REVEREND PAUL TILLMAN, Obl.OSB

Benedictine and Wesleyan traditions emphasize prayer: to pray without ceasing is our labor and power.

Rev. Paul Tillman with sponsor, Sister Mary White

 

Becoming an Oblate

Prior to my visit to St. Paul’s Monastery in the summer of 2014, my only experience with the Benedictine tradition came from college and seminary courses in Christian mysticism and Church history – and it seemed to me that Benedictine and Wesleyan-Methodist traditions aligned quite well.

However, when I chose to pursue oblation, my friends, family and I naturally had many questions:

  • Why and what would it mean to become an Oblate of St. Benedict?
  • Would I have to change denominations; would I have to pray to Mary?
  • Would I have to give up my ordination in the Wesleyan-Methodist Church?
  • Is my wife okay with me becoming a “monk”?
  • Would I get baptized again?

These questions and many others, I continued to ask and contemplate during my year of Oblate formation.

Once I became an Oblate in 2016, most things stayed the same, but were enhanced. I am still an ordained Protestant pastor at Oakdale Wesleyan-Methodist Church, but am also Benedictine. I am still a father and husband to a pregnant wife (due this summer), and now I have the opportunity to walk the prayer labyrinth with my daughter.

Both traditions have an emphasis on personal holiness and Christian perfection, in the biblical sense of maturity. Neither tradition would say we become infallible, but we can and should persevere and mature to that end. Both traditions also emphasize holiness in action as a social good. Benedictines are not cloistered, but out in society; Methodists believe the gospel not only transforms the individual soul, but also society through action.

Both emphasize accountability. The fifth step of humility from The Rule is accountability, a form similar to John Wesley’s Methodist Bands. Lastly, both traditions emphasize prayer: To pray without ceasing is our labor and power.

With these parallels in mind, what it means to me to be an Oblate is to continue to do those things which Christ calls me to do as His disciple; only now doing so in a larger Christian community. I continue to read, attend seminars and classes, and maintain my personal devotional time in order to grow more mature in the Faith. In addition, I now come together with the Sisters and other Oblates for spiritual formation at the Monastery.

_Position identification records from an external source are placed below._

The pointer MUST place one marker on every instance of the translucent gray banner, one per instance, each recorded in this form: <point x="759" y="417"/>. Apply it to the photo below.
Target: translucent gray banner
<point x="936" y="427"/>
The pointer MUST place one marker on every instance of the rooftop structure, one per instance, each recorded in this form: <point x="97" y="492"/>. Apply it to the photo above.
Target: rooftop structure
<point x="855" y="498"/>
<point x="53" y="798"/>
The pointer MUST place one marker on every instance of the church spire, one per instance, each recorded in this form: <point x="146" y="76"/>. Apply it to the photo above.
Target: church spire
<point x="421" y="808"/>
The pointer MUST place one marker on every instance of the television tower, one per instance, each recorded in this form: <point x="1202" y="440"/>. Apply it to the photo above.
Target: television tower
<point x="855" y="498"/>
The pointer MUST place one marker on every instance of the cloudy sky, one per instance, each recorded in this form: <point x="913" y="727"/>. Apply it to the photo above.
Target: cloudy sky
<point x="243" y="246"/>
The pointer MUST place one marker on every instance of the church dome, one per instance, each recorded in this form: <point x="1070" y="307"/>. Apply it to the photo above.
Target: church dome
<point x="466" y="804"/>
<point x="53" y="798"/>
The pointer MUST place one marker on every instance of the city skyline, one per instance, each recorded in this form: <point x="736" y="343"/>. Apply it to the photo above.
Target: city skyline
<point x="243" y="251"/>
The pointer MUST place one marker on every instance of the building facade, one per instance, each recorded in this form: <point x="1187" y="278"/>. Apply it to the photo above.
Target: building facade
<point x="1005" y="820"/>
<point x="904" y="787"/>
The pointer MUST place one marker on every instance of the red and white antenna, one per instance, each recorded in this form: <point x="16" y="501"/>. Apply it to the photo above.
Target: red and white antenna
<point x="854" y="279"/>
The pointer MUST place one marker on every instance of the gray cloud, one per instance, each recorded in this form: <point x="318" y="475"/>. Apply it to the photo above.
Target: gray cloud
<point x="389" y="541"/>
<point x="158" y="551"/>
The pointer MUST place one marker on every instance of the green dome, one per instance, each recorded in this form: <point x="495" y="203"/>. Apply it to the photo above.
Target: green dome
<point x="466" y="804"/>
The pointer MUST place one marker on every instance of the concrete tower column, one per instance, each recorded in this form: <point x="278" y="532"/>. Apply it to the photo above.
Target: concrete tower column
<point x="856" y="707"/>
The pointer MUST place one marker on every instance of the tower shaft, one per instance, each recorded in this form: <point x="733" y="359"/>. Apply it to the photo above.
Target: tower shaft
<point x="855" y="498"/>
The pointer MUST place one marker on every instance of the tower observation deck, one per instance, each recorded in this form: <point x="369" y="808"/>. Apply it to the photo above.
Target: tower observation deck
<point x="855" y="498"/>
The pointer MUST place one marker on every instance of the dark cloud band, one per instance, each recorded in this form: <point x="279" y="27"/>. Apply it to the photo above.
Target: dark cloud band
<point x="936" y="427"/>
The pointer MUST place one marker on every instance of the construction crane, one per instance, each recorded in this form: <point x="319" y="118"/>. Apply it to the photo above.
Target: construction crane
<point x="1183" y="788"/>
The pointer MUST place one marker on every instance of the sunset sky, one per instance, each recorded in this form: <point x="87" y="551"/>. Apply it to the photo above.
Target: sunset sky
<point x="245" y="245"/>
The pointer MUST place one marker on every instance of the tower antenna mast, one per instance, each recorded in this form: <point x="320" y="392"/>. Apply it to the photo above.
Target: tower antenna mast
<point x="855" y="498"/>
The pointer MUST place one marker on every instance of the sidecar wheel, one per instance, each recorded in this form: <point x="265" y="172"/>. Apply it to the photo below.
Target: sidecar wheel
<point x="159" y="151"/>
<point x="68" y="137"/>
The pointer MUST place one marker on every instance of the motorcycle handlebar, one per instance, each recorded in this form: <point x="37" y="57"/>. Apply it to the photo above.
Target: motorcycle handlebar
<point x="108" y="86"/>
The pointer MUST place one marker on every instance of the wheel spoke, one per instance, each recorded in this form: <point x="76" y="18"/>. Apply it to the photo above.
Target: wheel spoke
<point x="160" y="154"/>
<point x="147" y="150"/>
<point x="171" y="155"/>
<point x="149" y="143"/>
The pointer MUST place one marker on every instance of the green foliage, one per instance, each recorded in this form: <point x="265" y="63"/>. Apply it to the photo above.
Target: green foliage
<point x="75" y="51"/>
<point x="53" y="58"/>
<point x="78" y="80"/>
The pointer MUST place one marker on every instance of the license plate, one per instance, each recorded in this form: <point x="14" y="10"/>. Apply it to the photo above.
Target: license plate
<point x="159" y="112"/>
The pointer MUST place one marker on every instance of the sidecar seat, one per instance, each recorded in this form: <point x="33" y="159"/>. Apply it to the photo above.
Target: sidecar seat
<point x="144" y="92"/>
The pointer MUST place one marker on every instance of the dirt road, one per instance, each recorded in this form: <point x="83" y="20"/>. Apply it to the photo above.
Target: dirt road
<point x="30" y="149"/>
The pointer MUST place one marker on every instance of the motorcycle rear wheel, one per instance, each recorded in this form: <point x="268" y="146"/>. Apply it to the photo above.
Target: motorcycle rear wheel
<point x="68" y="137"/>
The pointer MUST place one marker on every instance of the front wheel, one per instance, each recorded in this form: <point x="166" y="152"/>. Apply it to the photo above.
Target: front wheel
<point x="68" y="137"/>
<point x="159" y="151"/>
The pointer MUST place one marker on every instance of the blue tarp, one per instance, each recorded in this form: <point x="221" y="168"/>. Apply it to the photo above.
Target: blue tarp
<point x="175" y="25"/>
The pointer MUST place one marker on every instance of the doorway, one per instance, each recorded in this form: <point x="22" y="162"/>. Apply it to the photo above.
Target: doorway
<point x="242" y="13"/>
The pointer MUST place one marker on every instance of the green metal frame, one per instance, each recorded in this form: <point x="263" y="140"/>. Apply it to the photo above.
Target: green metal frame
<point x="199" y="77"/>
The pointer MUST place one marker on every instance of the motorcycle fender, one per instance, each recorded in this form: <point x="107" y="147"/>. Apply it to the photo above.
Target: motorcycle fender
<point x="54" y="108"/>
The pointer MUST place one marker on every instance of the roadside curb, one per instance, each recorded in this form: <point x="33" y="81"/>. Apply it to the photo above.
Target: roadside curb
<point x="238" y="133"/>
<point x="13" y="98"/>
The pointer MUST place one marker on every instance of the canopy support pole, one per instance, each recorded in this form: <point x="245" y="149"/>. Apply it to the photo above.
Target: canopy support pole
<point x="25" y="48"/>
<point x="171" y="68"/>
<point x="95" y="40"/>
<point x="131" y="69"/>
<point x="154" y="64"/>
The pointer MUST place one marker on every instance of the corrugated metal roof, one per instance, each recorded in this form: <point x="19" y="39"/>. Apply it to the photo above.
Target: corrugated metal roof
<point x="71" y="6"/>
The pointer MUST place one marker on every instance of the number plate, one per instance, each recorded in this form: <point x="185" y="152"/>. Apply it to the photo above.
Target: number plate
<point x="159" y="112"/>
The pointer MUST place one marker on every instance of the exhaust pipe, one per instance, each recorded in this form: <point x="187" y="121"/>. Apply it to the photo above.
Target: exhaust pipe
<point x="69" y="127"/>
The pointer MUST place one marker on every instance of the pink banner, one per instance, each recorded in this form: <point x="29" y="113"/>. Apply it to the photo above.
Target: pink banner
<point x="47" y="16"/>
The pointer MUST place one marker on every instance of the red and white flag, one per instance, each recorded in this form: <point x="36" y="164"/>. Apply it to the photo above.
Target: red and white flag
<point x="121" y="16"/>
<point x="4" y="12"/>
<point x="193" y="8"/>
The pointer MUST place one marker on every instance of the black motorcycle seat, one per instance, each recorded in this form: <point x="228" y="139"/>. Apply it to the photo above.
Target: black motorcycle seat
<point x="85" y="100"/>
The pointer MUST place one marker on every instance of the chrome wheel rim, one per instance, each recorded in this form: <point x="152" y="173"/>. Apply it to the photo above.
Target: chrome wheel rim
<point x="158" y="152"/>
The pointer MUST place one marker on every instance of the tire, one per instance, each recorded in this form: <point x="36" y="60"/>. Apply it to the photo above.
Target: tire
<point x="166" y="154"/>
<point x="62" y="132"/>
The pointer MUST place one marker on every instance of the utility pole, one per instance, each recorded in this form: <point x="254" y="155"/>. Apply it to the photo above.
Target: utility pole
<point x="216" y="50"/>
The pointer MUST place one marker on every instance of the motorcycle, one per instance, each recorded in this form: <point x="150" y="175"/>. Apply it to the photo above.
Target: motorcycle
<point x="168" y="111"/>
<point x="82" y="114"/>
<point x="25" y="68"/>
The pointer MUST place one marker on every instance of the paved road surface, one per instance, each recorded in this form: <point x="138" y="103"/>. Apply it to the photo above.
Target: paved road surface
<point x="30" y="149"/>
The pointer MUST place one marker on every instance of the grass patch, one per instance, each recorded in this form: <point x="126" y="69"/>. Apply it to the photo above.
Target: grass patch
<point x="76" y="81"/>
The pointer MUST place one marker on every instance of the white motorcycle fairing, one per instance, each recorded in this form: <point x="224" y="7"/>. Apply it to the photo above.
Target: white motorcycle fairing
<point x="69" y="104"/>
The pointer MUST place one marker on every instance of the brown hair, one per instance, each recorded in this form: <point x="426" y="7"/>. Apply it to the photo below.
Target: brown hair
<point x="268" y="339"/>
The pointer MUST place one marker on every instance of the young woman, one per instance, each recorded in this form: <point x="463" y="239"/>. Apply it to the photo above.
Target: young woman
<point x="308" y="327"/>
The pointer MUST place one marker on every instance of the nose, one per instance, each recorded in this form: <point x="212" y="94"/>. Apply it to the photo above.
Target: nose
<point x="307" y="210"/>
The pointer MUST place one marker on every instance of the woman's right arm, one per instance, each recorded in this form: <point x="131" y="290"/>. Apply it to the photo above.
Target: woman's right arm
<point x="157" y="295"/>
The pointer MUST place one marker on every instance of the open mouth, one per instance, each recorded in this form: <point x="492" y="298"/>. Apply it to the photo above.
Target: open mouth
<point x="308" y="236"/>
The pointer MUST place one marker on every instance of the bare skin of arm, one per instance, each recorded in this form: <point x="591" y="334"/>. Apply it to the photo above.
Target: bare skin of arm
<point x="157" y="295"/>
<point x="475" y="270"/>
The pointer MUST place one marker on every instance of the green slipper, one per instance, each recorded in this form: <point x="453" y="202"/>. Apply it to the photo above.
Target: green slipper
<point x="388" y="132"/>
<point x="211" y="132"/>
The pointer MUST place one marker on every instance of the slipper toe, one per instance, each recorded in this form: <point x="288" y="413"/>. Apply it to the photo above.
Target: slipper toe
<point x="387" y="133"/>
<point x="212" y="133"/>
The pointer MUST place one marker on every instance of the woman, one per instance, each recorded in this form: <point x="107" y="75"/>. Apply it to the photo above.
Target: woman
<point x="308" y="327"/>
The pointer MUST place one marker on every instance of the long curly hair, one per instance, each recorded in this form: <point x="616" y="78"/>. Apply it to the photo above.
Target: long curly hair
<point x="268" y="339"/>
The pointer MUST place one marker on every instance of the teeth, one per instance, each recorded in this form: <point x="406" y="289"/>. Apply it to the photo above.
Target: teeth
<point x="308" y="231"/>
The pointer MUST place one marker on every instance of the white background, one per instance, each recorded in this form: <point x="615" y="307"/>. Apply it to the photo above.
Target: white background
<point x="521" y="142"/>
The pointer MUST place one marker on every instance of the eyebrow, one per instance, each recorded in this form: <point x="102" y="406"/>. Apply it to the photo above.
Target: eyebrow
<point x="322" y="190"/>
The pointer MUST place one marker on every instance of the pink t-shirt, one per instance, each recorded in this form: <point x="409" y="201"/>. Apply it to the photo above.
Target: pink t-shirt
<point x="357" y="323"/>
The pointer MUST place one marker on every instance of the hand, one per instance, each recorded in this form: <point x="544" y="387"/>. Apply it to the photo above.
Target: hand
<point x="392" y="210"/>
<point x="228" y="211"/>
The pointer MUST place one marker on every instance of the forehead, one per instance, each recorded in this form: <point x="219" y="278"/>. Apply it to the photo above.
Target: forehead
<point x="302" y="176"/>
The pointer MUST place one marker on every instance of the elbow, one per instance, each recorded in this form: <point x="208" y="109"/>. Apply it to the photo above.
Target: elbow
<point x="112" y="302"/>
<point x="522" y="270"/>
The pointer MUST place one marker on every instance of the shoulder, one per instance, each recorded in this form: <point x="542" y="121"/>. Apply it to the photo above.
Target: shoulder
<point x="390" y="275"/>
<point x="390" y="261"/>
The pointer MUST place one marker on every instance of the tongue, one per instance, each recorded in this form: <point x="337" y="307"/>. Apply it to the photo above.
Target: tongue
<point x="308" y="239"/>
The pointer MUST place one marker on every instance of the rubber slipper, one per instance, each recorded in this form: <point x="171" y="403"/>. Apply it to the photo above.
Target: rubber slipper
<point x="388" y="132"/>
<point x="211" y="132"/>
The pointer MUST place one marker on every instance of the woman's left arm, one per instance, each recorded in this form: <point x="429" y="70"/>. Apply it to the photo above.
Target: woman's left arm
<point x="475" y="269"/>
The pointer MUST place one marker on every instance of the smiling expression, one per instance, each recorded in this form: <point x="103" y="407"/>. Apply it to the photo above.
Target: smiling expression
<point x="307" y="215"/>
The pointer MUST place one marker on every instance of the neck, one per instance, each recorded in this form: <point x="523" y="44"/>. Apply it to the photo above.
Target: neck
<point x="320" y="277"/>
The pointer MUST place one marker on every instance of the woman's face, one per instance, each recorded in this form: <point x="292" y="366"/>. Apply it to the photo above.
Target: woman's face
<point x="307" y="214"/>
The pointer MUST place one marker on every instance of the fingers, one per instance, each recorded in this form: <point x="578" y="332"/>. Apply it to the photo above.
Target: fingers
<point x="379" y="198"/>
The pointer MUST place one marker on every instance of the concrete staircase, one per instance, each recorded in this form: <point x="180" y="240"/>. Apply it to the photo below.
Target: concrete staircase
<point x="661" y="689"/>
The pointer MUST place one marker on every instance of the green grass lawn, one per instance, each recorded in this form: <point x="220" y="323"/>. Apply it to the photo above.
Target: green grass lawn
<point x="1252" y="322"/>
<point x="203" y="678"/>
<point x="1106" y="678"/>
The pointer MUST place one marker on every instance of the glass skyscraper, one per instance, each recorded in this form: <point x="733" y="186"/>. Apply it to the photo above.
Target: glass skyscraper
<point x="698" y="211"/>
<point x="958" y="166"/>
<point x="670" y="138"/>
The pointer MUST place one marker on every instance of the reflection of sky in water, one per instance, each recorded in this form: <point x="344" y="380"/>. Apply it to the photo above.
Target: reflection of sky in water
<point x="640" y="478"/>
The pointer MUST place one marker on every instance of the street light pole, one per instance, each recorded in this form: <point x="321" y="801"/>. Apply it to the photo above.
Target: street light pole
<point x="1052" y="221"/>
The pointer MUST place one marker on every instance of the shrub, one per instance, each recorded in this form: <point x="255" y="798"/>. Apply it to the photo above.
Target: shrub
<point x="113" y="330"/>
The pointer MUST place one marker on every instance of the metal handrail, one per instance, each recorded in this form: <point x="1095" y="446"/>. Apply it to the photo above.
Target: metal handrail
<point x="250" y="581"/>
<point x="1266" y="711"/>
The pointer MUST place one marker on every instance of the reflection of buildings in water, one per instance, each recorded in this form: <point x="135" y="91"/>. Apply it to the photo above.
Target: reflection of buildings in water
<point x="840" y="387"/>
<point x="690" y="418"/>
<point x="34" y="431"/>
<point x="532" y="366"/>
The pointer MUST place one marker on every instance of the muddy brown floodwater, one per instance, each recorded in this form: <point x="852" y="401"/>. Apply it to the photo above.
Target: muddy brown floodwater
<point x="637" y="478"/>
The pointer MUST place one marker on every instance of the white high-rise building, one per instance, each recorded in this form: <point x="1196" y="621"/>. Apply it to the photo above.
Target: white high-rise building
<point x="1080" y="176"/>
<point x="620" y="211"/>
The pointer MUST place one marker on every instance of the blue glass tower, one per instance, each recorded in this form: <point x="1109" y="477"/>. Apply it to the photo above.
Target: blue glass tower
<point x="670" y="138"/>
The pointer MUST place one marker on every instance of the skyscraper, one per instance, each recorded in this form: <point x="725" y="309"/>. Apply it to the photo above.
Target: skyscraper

I continue to volunteer at First Care Pregnancy Center and I now partner with my Oblate sponsor to get human trafficking educational materials into schools. I have accountability partners, and now I also have Sisters who pray for my soul and teach me humility and listening.

Along with personal prayer time and corporate prayer time with my congregation, I also pray the Liturgy of the Hours with my Catholic brethren. I pray for the Sisters of St. Paul’s Monastery, and about once a month, I am able to pray with them at the Monastery.

Shortly after completing final oblations, I rearranged the degrees and certificates on my office wall. I happen to have two baptism certificates: One from when I was baptized at 7 years old and another from a trip to Israel as an adult, when I was baptized in the Jordan River. In the new arrangement, Baptism is at the top and the bottom, beginning and end.

To answer another of the questions I had at the beginning of Oblate formation: No, I did not have to get baptized again. But becoming an Oblate of the Order of St. Benedict (OblOSB) is ultimately me working to live out and live into my baptism.